Immer mehr tut sich das volle Ausmaß seines Tuns auf, immer mehr verdächtige Todesfälle kommen hinzu. Dass dann auch noch kurze Kapitel aus der Sicht des Täters geschrieben sind, erhöht die Spannung deutlich. Er berichtet von Geschehnissen aus seiner Kindheit, seiner Affinität zum Mystischen, und gibt damit Einblick in eine Person, die erschreckend wenig Empathie für seine Mitmenschen entwickeln kann. All das sind Zutaten für einen durchgängig fesselnden Thriller.

Aber leider ist das hier nicht der Fall. Der Beginn ist durchaus fesselnd und vielversprechend, doch der Mittelteil des Thrillers schwächelt.

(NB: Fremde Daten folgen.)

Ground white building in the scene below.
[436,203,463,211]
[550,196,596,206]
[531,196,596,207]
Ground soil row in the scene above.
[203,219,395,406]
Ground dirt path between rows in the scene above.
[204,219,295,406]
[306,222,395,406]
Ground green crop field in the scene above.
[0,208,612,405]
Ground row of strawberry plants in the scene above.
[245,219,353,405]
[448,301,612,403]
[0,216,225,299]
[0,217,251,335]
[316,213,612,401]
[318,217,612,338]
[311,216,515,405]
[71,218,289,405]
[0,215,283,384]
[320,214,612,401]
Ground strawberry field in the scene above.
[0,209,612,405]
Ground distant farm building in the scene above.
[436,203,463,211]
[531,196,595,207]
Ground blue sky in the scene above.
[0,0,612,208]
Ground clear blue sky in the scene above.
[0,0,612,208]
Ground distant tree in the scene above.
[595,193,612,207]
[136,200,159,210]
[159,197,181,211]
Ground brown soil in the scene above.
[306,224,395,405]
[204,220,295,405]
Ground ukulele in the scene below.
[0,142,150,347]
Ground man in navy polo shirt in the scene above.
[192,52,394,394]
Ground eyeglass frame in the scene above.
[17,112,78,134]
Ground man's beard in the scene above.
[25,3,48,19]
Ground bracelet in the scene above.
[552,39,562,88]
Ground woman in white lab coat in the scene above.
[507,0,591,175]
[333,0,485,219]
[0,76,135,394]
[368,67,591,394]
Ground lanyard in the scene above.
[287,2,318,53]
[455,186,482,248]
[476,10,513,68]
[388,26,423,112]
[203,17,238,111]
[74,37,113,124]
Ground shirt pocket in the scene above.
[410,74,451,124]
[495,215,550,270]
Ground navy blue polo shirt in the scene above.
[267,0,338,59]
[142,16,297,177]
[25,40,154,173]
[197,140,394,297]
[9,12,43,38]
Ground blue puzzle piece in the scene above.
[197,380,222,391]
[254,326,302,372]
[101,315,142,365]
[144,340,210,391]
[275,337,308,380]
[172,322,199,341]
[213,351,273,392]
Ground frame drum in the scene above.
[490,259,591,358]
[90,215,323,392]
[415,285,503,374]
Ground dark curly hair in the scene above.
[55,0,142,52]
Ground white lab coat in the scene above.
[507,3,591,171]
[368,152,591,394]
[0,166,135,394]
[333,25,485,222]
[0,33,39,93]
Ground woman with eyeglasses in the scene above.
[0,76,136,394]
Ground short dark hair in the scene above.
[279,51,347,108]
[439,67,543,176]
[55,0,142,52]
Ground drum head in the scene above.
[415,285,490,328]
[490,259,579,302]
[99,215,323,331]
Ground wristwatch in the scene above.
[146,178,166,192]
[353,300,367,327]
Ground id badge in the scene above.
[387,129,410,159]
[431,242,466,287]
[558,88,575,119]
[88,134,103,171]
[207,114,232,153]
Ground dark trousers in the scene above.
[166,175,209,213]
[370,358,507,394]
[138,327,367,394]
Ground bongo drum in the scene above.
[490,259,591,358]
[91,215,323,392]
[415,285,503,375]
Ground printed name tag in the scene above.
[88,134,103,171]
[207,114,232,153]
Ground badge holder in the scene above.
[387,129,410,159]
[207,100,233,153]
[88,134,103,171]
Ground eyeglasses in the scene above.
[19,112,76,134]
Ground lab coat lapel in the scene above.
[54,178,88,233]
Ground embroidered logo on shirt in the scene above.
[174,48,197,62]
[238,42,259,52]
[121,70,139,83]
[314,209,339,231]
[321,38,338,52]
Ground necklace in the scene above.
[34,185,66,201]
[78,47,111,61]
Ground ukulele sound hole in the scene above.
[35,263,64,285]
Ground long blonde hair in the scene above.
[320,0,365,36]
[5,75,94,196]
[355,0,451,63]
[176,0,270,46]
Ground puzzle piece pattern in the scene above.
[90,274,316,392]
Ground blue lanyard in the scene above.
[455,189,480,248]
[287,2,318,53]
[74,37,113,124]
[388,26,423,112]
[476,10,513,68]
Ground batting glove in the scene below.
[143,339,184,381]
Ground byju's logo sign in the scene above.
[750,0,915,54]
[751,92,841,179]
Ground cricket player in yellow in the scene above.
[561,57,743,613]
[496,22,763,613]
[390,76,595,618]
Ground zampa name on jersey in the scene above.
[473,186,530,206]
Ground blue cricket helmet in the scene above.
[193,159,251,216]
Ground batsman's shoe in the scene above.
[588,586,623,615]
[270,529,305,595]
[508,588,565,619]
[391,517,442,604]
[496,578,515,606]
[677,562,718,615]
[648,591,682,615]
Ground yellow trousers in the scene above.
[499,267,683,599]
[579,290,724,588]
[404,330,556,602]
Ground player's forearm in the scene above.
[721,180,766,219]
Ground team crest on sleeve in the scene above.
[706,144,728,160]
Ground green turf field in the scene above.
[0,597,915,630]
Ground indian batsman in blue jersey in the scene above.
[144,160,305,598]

Immer wieder werden Probleme wiederholt. Kennedy und Bach drehen sich wie Kreisel stets um die eigene Person. Man weiß doch, dass zu enge Schuhe weh tun, dass Alleinerziehende oft das Gefühl der Vernachlässigung ihrer Kinder haben, und dass soziale Isolation nur den Wenigsten gut tut. Auch die ständigen Suche nach der nächsten Zigarette und dem nächsten Pott Kaffee wird nervig.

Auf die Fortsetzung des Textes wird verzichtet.